Die letzten Jahre zeigten, dass die Stadt Bern finanziell viel besser dasteht, als von bürgerlichen Medien, rechten Stimmen oder vom Gemeinderat behauptet wird. Trotzdem werden jährlich die Einnahmen viel zu konservativ geschätzt, um danach durch Drohungen von „zu grossen Defiziten“ die Verzögerung zahlreicher Investitionen zu legitimieren. In der Realität ist genau solche zurückhaltende Finanzpolitik absolut unverantwortlich. Erstens, weil die Einwohner*innen im Hier und Jetzt materielle Verbesserungen brauchen. Zweitens, weil mit der Zeit die Investitionen bzw. das Abfedern der Folgen fehlender Investitionen nur noch teurer werden. Zusammen mit dem Grünen Bündnis lancierten wir dieses Jahr die „Klimagerechtigkeitsinitiative“, welche dabei helfen soll, die nötigen Einnahmen für einen klimagerechten Umbau der Stadt Bern einzuholen. Das Geld für Investitionen muss nämlich eingeholt werden, ob durch Schulden (wobei hier der Kanton Bern ein schädliches Maximum aufzwingt) oder durch Steuererhöhungen, wobei vor allem der Steuerfuss für juristische Personen erhöht werden soll.

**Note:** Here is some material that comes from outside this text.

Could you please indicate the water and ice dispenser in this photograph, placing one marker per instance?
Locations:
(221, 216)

Um mehr Unabhängigkeit von der Privatwirtschaft zu gewinnen und uns so vor weiterer Erpressung zu schützen, muss die Stadt Bern ihren Einfluss in der städtischen Wirtschaft stärken. Nicht nur im ÖV oder der Energiewirtschaft, sondern auch in anderen Bereichen wie z.B. bei der Essensversorgung, in der Kinderbetreuung oder im Bau könnten städtische Betriebe eingesetzt werden anstatt des Outsourcings des Service Public. Ein weiterer wichtiger Faktor ist die Förderung der Kreislaufwirtschaft, zum Beispiel durch das Errichten von preisgünstigen städtischen Reparaturwerkstätten. Dazu gehört ausserdem, dass städtische Betriebe unter partizipative und demokratische Kontrolle ihrer Arbeiter*innen und der Stadtbevölkerung gestellt werden müssen. Anstatt dass der Gemeinderat alleine über den Einsatz von Führungspersonal oder die Strategie von städtischen Betrieben entscheidet, sollen die Arbeiter*innen und die Stadtbevölkerung in diesen Betrieben mehr Einfluss erhalten. Die Angestellten sollen entscheiden können, in welche Richtung sich der Betrieb entwickeln soll und wer diesen leitet, solange dies den Vorgaben der Stadtbevölkerung entspricht.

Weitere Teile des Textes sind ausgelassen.